Editing Final Report/Thesis 2016 (section)

==== Preparation Test ====
Just like before, the preparation test was designed to check the performance of algorithm.  Unlike the Levenshtein Algorithm, the grouping of test based on unit length is meaningless. This is because of the nature of the Simhash algorithm. For details please refer to section 3.2.2.
The preparation test was based on the UDHR. In the first test: it compared 50 units extracted from the English version of UDHR with the whole text of UDHR (2-grams formatted as well) in both English and other languages, by firstly turning each unit to its corresponding Simhash string, then calculating the Hamming Distance between two Simhash strings. In the second test, the same method and layout are used again to compare 50 units with the whole text of UDHR in the same kind of language. To make it simple, test 1 is a cross-language test while test2 is a same-language test. Results were presented in the two box plots below (apologize for the being out of order of the x-axis; please make comparisons according to the column names under each box):
[[File:Group3.jpg|thumb|600px|center|Simhash Preparation Test Result]]

Comparing inside the cross-language group (Figure 20): the data set of “English versus English” (the more transparent box located at the bottom-right of the first figure) is considerably lower than other cross-language data sets (colored boxes in the first figure).  

Comparing across the two figures (Figure 20 and 21): it is easy to find out that the cross-language group has generally higher results than the same-language group (Color schemes in two figures are not the same , please refer to the column names when doing comparison). Median values of boxes in same-language group are all significantly lower than those in the cross-language group. All third quartiles (Q3) in the same-language group are lower than first quartiles (Q3) of the corresponding language group in the cross-language group. 

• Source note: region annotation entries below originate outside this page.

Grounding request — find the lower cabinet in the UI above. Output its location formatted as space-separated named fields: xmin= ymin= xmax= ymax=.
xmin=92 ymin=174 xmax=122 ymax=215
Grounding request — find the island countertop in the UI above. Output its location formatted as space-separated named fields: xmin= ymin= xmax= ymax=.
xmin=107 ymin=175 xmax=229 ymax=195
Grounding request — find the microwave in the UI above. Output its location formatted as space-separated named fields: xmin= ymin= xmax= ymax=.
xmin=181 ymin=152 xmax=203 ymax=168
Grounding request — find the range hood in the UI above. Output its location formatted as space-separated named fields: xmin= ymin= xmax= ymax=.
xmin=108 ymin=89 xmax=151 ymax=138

In addition, data sets in figures above are less biased compared to those in Levenshtein Test. Distributions of data in each boxplots are quite compact. The Simhash Algorithm is not sensitive to different languages. These facts give extra credibility to the Simhash algorithm. 
Based on the aforementioned observations, it is reasonable to draw out the conclusion that the Simhash Algorithm has an excellent ability of distinguishing different kinds of languages.